There are more than 1.9 million small and medium-sized companies on Amazon’s e-commerce website to sell their products. These sellers make up to a whopping 60% of the retail sales [source: Amazon]. And it doesn’t stop there; a consumer survey showed that 89% of the participants agree they are more likely to buy a product from Amazon than another e-commerce store.
So, you have seen from above that Amazon plays a significant role for both seller and buyer. It bridges the gap between the two seamlessly. And that is not it; Amazon keeps improving its search results to give users the most relevant data as efficiently as possible. One of the ways that Amazon uses AI to boost product sales is by providing reviews and comment options to the user.
Recently, this review system has been refined using AI-driven review. However, like with every AI system, this is also unfortunately not perfect and has specific flaws that must be taken into account.
Here, AI processes all the data provided by the customer in the form of feedback and reviews analyzes them and shows you a review, which can be called a summarized version of all reviews. That’s great, right? You don’t have to go through tens or more reviews anymore to know more about people’s options for the product.
Since all the analysis is being done in a rational way without any bias (hopefully), the data presented as the final result is pretty efficient. They are kind of a summary of all the reviews that have been given by the customers to date.
Since AI works on pre-designed algorithms, they will analyze all the comments and reviews with the same level of precision & regularity, and fairness. Hence, all AI-generated reviews are going to be impartial & unbiased.
This feature is extremely critical as any irregularity in review will alarm customers about the uncertainty around the product.

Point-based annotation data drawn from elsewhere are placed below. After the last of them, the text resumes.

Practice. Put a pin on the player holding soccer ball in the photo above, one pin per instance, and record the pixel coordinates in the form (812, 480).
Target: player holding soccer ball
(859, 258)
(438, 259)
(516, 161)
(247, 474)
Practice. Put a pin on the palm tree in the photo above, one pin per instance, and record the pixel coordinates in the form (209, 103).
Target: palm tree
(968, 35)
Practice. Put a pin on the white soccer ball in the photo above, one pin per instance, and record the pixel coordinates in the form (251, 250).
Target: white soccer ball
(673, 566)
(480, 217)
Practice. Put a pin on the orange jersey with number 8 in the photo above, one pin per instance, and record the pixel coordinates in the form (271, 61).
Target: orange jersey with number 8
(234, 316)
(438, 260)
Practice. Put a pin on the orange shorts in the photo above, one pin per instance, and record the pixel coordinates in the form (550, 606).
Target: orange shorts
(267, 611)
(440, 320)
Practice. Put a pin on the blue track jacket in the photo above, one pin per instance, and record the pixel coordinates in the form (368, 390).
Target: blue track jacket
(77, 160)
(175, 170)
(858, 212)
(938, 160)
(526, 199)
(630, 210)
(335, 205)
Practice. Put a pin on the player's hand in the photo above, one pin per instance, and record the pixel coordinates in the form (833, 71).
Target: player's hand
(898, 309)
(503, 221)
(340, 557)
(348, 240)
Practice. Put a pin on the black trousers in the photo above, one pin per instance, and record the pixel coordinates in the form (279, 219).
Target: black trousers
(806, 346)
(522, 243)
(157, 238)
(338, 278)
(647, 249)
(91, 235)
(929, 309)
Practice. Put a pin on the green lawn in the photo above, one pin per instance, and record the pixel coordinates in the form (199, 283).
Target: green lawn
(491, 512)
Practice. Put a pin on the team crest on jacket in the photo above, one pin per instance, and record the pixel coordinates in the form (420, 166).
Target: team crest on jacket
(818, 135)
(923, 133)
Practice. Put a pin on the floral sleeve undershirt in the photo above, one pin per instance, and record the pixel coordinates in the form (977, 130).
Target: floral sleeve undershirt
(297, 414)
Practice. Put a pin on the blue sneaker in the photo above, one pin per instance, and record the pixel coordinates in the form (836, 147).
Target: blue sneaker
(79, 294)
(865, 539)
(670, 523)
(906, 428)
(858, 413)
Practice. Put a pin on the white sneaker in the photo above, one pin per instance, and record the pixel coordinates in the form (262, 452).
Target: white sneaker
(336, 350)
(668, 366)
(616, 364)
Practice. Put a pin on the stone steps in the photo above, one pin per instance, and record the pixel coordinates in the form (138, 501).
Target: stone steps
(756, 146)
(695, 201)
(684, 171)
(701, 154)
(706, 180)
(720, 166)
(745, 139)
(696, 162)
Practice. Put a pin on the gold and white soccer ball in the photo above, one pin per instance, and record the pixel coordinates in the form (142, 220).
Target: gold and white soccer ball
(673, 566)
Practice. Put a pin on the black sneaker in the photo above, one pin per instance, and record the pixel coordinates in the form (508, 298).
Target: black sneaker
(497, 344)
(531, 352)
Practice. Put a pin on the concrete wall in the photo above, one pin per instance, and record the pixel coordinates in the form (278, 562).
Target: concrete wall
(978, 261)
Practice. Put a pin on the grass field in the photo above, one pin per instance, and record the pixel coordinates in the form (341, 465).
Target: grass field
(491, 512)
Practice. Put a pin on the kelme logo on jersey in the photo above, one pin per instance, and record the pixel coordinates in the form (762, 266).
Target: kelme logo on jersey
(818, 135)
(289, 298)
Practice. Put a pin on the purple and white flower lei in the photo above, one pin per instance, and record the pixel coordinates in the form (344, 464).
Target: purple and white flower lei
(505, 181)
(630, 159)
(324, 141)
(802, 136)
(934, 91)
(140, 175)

Simply put, AI-driven customer review is an outline and overview of the product & service’s performance. This is especially beneficial for less popular products with minimal reviews as they get more chances of exposure with quick summaries & effective overall ratings.
AI-driven reviews are short and bite-size that customers can quickly go through to know about any product’s practical performance. This may include customer concerns, what they like and dislike about a product, issues raised about packaging, etc.
With a short and informative review, a customer will be able to make a quick decision about whether they need the product or should move on to the next recommendation.
An AI-driven review will not include any descriptive information about any product bought. They will probably do not include in-depth experience about a product.
One problem with AI tools is that they often sound cold, have short-length sentences, and appear as if someone has chopped off some words. On top of it, there is language limitation that comes with AI-driven review.
So, even though a lot of work is being done in this field, a lot more is needed to be done. So, stay tuned; there may be some breakthroughs in the software part coming in the near future.
Of course, emotions are a huge part of human psychology. This is one of the areas in which AI’s hands are tight. They can’t reflect upon human emotions. An AI-driven review may not be able to capture the underlying emotion about personal attachment towards a brand or a product. It is often referred to as brand loyalty or brand attachment.
A logically designed algorithm-based AI may have trouble understanding human sentiments. This may not be reflected in the review. On the positive side, you will get the most rational review, but on the flip side, it will miss the personalization part. So, what kind of review do you prefer – rational or emotional? The choice here, too, will vary from person to person.
AI may not understand the user’s personal context of writing a review. Hence, it may interpret it in a different way from the user’s point of view. For example, a user might give a poor star rating to a product because they received a damaged product or lousy packaging. But that does not reflect anything about the quality of the product itself.
Another way AI can misinterpret a user’s message is by comparing. Again, if we take an example, a user may have compared a $10 product with a $110 product to convey that they do not like it. Now, these examples may result in poor ratings, but they do not really tell anything about the product itself.
AI can’t tell (for now) whether the product review is given by a genuine customer who has bought and used the product or by a competitor who just wants to out-sell their own product. However, this malicious practice is not illegal but is highly unethical.
They are people who are paid to write positive reviews about a brand to upsell their product or to write a fake negative review that damages the rating and the brand’s image or its product’s quality. The good news is that there is a constant strive towards detecting these frauds by the Amazon team and all other e-commerce platforms.
So, Should You Buy A Product Based On AI-Driven Customer Review Summary?
For now, even though the current AI-driven review systems may have some ups and some downs, in upcoming years & further incorporation of AI and ML (machine learning), we may see more genuine and precise reviews.
Even Amazon acknowledges that there are some fake reviews that may affect AI-driven reviews in a negative way. But they are working and constantly improving on it. So, let’s hope that the same AI will help spot manipulative reviews and intentional negative comments in the near future. From a consumer point of view, it is crucial to read not just AI-driven reviews but also some other reviews to get a general idea of the product and its functionality.